Use of Nanopore Sequencing to Characterise the Genomic Architecture of Mobile Genetic Elements Encoding bla(CTX-M-15) in Escherichia coli Causing Travellers’ Diarrhoea

Increasing levels of antimicrobial resistance (AMR) have been documented in Escherichia coli causing travellers’ diarrhoea, particularly to the third-generation cephalosporins. Diarrhoeagenic E. coli (DEC) can act as a reservoir for the exchange of AMR genes between bacteria residing in the human gut, enabling them to survive and flourish through the selective pressures of antibiotic treatments. Using Oxford Nanopore Technology (ONT), we sequenced eight isolates of DEC from four patients’ specimens who had all recently returned to the United Kingdome from Pakistan. Sequencing yielded two DEC harbouring bla(CTX-M-15) per patient, all with different sequence types (ST) and belonging to five different pathotypes. The study aimed to determine whether bla(CTX-M-15) was located on the chromosome or plasmid and to characterise the drug-resistant regions to better understand the mechanisms of onward transmission of AMR determinants. Patients A and C both had one isolate where bla(CTX-M-15) was located on the plasmid (899037 & 623213, respectively) and one chromosomally encoded (899091 & 623214, respectively). In patient B, bla(CTX-M-15) was plasmid-encoded in both DEC isolates (786605 & 7883090), whereas in patient D, bla(CTX-M-15) was located on the chromosome in both DEC isolates (542093 & 542099).
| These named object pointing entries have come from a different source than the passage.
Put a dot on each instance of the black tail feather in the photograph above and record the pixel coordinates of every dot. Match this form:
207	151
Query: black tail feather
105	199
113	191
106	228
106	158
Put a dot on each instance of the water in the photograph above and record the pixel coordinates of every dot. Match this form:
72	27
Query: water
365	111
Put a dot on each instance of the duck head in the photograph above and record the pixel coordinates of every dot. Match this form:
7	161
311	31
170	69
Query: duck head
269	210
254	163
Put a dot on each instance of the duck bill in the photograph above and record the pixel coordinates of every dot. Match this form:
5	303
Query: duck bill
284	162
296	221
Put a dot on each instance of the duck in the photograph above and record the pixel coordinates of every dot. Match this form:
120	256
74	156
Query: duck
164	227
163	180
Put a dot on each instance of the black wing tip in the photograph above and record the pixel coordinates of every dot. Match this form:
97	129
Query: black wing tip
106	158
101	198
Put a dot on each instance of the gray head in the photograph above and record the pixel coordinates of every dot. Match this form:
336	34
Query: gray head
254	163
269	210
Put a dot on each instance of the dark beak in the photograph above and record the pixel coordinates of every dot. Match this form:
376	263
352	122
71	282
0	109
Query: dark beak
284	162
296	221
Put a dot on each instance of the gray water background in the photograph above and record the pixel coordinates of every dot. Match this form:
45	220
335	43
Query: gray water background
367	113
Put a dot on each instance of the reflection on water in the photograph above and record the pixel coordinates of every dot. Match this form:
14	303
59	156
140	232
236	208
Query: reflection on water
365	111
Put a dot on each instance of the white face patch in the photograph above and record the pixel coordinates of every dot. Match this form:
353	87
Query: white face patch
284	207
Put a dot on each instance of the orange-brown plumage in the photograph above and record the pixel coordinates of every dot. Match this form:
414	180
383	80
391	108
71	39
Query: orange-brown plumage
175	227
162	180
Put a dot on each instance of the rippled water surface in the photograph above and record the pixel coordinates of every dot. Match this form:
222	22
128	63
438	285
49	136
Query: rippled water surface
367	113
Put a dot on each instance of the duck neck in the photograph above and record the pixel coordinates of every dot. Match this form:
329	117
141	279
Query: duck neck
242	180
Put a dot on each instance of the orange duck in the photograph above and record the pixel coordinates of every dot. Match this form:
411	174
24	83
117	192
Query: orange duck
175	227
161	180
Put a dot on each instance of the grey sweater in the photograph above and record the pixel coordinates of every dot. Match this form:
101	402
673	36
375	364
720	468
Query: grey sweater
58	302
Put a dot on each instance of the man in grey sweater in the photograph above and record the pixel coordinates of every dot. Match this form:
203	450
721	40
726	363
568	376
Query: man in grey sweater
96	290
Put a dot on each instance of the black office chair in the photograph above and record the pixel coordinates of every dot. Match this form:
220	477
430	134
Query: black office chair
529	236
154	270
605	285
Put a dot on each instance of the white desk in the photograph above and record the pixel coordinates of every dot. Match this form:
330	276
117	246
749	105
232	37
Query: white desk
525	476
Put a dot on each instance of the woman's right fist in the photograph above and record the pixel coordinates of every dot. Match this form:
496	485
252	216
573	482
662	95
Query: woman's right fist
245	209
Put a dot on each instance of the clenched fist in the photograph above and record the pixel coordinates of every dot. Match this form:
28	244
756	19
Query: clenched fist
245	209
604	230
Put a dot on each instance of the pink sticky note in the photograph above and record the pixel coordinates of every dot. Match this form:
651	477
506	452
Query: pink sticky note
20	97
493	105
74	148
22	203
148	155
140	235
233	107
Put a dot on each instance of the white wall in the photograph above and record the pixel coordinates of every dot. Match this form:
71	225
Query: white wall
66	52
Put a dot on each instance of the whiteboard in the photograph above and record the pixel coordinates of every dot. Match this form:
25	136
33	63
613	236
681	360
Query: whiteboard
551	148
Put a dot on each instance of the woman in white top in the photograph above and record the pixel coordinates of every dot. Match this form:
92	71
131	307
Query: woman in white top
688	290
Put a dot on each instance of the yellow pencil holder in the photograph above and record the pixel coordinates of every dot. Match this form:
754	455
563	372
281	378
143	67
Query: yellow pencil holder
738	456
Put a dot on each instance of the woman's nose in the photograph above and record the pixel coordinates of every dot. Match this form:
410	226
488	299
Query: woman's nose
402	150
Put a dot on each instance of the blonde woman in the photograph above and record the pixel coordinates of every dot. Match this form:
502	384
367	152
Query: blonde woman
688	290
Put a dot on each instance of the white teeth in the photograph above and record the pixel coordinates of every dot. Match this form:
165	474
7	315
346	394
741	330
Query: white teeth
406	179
The two bla(CTX-M-15)-encoding plasmids associated with patient B were different although the bla(CTX-M-15)-encoding plasmid isolated from 788309 (IncFIB) exhibited high nucleotide similarity to the bla(CTX-M-15)-encoding plasmid isolated from 899037 (patient A). In the four isolates where bla(CTX-M-15) was chromosomally encoded, two isolates (899091 & 542099) shared the same insertion site. The bla(CTX-M-15) insertion site in isolate 623214 was described previously, whereas that of isolate 542093 was unique to this study. Analysis of Nanopore sequencing data enables us to characterise the genomic architecture of mobile genetic elements encoding AMR determinants. These data may contribute to a better understanding of persistence and onward transmission of AMR determinants in multidrug-resistant (MDR) E. coli causing gastrointestinal and extra-intestinal infections.